A colonoscopy is considered positive if the doctor finds any polyps or abnormal tissue in the colon. Most polyps aren't cancerous, but some can be precancerous. Polyps removed during colonoscopy are sent to a laboratory for analysis to determine whether they are cancerous, precancerous or noncancerous.
Depending on the size and number of polyps, you may require follow up visit to look for more polyps. A repeat colonoscopy in 5 to 10 years is recommended if your doctor finds one or two polyps less than 1 centimeter in diameter. This also depend on your other risk factors for colon cancer.
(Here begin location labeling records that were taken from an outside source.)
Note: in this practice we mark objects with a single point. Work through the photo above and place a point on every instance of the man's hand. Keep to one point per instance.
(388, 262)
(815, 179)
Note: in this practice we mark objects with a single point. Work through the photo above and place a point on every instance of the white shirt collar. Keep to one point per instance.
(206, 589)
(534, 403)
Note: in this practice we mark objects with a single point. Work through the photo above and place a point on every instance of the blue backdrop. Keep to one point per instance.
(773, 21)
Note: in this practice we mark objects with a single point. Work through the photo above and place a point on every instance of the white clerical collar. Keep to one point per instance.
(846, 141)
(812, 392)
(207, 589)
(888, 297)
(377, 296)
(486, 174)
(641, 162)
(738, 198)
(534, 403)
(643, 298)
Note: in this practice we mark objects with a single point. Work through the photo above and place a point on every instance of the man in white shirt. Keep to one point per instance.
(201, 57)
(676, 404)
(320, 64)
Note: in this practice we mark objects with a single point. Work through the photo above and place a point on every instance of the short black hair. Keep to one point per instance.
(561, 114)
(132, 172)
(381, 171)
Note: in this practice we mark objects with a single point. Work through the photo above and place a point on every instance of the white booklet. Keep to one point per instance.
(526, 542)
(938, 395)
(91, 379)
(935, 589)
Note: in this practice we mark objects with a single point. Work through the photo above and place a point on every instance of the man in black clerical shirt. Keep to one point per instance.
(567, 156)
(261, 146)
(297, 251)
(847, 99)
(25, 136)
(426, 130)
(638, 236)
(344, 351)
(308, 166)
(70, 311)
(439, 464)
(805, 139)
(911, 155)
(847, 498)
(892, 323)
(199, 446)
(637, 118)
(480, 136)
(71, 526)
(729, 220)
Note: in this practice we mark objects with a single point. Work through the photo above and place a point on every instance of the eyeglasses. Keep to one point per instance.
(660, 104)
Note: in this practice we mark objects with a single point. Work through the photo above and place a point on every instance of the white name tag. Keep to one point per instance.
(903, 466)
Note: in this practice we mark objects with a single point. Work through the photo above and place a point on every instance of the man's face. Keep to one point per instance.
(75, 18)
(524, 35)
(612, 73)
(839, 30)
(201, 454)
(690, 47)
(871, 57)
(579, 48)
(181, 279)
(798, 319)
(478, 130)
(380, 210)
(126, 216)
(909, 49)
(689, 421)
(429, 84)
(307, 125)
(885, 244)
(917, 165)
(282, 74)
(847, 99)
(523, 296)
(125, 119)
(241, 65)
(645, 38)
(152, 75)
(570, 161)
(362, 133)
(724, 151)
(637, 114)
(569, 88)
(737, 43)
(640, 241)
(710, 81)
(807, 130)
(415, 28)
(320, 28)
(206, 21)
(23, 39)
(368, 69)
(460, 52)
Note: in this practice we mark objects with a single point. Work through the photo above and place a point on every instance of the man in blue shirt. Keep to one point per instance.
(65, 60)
Another colonoscopy is recommended by your doctor sooner if you have:

  • More than two polyps
  • A large polyp which is larger than 1 centimeter
  • Polyps and also residual stool in the colon that prevents complete examination of the colon
  • Polyps with certain cell characteristics that indicate a higher risk of future cancer
  • Cancerous polyps

Your doctor may recommend a repeat exam with a gastroenterologist if you have a polyp or other abnormal tissue that couldn't be removed during the colonoscopy.
Gastroenterologist has special expertise in removing large polyps, or surgery.
Your doctor may recommend a repeat colonoscopy or a shorter time until your next colonoscopy if he/she is concerned about the quality of the view through the scope.
If your doctor wasn't able to advance the scope through your entire colon, a barium enema or virtual colonoscopy may be recommended to examine the rest of your colon.